Policiales

Una familia atemorizada después de que le balearan la vivienda

La casa de una familia de Gálvez al 3800 fue baleada el mediodía de ayer y aunque no hubo heridos, dejó atemorizados a Mabel y Jorge.

Miércoles 15 de Mayo de 2019

La casa de una familia de Gálvez al 3800 fue baleada el mediodía de ayer y aunque no hubo heridos, dejó atemorizados a Mabel y Jorge, quienes viven allí desde hace veinte años junto a sus tres hijos. La pareja dijo no tener "problemas con nadie. Somos una familia trabajadora y todos nos conocen. El miedo más grande es que mi hijo Carlitos estaba en la puerta y pudieron haberlo matado".

Carlos tiene 25 años y un retraso madurativo y neurológico que lo hace parecer de "cinco o seis años. Es más, "desde que nos balearon está muy nervioso y se tapa los oídos a cada rato", dijo la mujer. Y aclaró: "Los tiros fueron a dar a menos de un metro de donde él estaba", contó ayer mientras mantenía una reunión con funcionarios en el Centro de Justicia Penal.

Mabel vende tortas asadas en la puerta de su casa de barrio San Francisquito. Ayer se levantaron y Carlitos, que estaba "contento y con ganas de salir", fue a la puerta mientras Mabel y Jorge preparaban el mate.

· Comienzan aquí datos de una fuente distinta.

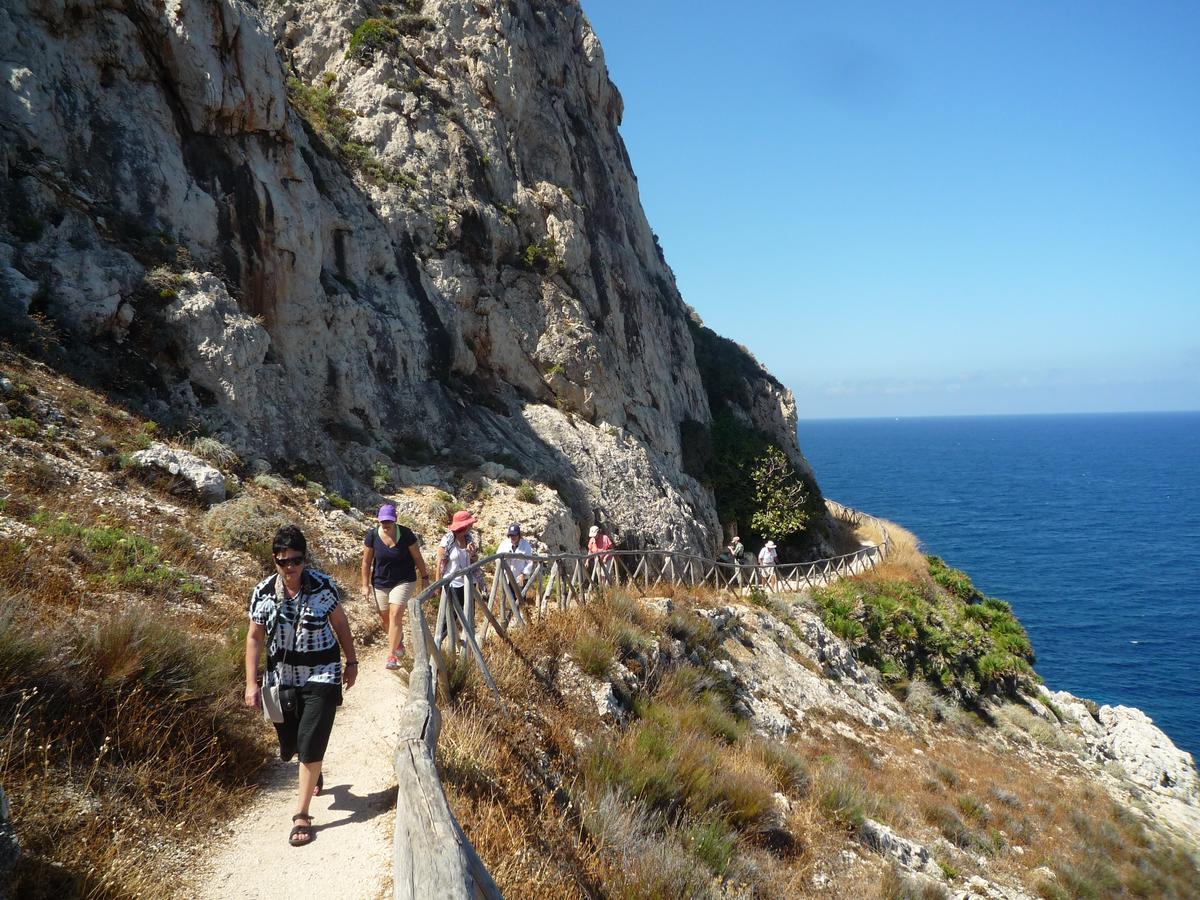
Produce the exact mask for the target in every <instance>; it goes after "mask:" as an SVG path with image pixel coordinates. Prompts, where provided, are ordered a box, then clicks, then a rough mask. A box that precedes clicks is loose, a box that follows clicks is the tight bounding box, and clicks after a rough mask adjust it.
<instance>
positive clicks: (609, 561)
mask: <svg viewBox="0 0 1200 900" xmlns="http://www.w3.org/2000/svg"><path fill="white" fill-rule="evenodd" d="M606 550H612V538H610V536H608V535H607V534H606V533H605V530H604V528H601V527H600V526H592V528H589V529H588V556H589V557H593V563H592V565H593V572H594V574H595V577H598V578H602V580H604V581H608V580H610V578H611V577H612V553H605V552H604V551H606Z"/></svg>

Eran cerca de las 11. "Carlitos no habla, no puede expresarse, sólo se ríe y camina. A veces está bien y a veces no", contó Mabel.

El joven se encontraba en la puerta cuando pasó un auto, probablemente un Volkswagen Gol negro, y desde el interior dispararon "unas tres o cuatro veces", según Mabel. "Cuando escuchamos los estampidos no supimos qué era ese ruido así que corrimos a la puerta de casa a ver a mi hijo: él saltaba y quería gritar pero no podía. Varios vecinos vinieron corriendo a mi casa a ver como estaba Carlitos".

El auto de la familia, un Volkswagen Gol que recibieron como herencia del padre de Jorge, quedó con tres perforaciones, una en el tanque de nafta, al lado de donde estaba sentado Carlos.

"Nosotros somos gente de trabajo. Mis hijos son peones cuidadores en el hipódromo, donde mi marido se retiró como jockey luego de un accidente. Yo vendo comida en casa y Jorge vende todo tipo de artículos en la calle. Nunca tuvimos amenazas de nadie ni contacto con la policía. Nadie de la familia cayó preso nunca ni conocemos gente mala", perjuró Mabel.

Ayer a la tarde Mabel y Jorge fueron al Centro de Justicia Penal a "pedir protección. No podemos vivir así. Sé que una vecina que vive al lado de mi casa tenía un familiar detenido y es posible que se hayan confundido de casa. Estamos muy mal y nos dijeron que estos días va a andar por el barrio un patrullero para custodiar la cuadra", concluyó Mabel muy angustiada.